Supporters of Marcellus Shale drilling and the jobs the industry has created rallied at the Pennsylvania Capitol Tuesday in an effort to bring attention to the economic benefits of drilling, as protestors called for increased taxation.
The Marcellus Shale Coalition, which lobbies on behalf of the drilling industry, organized the rally and brought people from across the state to march from City Island to the Capitol. Organizers estimated at least 2,000 people in attendance.
“Energy equals jobs. Energy equals opportunity,” said Paula Jackson, president and CEO of the American Association of Blacks in Energy.
Brian Smith, a farmer from Wayne County, talked about how leasing land has helped to save some family farms from bankruptcy.
“When we started leasing our land to natural gas development, we stopped losing our farms,” said Smith.
Earlier in the day state Sen. Mike Stack (D-5th) joined former DEP Secretary John Hanger, who dropped out of the race for governor, in calling for a 5 percent severance tax on drillers.
“Every state other than Pennsylvania has an extraction tax and many of them use money from the extraction tax to fund public and higher education,” said Stack.

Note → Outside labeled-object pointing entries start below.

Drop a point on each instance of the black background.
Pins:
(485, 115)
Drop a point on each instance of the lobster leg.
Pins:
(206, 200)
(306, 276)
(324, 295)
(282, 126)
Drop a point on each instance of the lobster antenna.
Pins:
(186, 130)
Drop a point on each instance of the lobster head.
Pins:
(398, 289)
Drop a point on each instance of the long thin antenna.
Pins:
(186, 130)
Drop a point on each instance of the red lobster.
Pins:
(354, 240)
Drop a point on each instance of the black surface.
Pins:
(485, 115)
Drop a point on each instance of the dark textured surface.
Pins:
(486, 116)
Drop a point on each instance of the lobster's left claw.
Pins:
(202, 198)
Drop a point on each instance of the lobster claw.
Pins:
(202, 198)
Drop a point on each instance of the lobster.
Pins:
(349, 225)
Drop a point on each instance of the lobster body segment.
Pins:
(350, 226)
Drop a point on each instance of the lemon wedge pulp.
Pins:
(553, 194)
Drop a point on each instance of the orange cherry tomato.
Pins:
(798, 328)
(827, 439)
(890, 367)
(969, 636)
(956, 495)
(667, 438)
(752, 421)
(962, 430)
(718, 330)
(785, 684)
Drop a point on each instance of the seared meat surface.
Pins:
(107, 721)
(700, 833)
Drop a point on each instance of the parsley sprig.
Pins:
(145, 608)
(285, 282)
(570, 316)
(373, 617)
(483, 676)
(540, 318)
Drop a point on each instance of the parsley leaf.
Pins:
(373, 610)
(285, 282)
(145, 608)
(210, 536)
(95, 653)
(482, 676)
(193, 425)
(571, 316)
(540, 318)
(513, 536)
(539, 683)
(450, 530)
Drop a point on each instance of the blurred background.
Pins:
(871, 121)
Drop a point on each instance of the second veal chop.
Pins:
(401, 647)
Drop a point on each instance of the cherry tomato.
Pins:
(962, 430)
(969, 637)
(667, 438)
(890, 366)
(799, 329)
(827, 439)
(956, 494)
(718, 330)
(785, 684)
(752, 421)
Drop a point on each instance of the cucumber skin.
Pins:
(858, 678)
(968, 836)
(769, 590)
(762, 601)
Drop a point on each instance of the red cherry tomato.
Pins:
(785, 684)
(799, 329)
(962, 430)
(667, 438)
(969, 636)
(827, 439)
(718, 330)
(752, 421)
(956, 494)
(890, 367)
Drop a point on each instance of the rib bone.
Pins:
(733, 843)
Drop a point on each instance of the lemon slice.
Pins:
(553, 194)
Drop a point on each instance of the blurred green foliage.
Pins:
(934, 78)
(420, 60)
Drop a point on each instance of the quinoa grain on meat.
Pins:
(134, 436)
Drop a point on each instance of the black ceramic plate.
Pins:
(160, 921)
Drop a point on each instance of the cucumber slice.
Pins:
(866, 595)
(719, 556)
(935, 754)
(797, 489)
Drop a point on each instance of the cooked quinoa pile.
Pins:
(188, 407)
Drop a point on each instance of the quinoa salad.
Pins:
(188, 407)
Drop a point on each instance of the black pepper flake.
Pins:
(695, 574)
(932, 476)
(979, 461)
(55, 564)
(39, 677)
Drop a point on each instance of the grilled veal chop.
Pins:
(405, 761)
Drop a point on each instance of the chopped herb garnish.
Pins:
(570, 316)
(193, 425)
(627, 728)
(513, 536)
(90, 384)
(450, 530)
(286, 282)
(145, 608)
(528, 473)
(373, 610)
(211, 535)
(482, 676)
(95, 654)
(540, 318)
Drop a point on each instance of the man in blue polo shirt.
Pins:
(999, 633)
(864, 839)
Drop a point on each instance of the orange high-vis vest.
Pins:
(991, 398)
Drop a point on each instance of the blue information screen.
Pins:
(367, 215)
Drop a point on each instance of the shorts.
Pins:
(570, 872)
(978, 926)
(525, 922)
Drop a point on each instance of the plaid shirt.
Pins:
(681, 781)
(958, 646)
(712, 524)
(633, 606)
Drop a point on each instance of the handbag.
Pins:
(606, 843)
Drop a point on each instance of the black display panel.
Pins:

Democrats in the race for governor either have run TV advertisements or spoken of increased taxes on drilling in the run up to the primary on May 20.
Gov. Tom Corbett (R) repeatedly has criticized the call for a severance tax, citing the impact fee as well as the corporate net income tax.
Corbett has said since 2012, the impact fee has generated more than $600 million in revenue.
Following the rally, the Pennsylvania Budget and Policy Center, a progressive Harrisburg-based think tank, released a statement criticizing the industry for “exaggerating its importance to Pennsylvania’s economy.”
The center points out shale-related drilling accounts for about 33,000 jobs.
As Pennsylvania looks at a budget shortfall in this fiscal year, the center also called on lawmakers to consider enacting the severance tax to try to offset future budget cuts.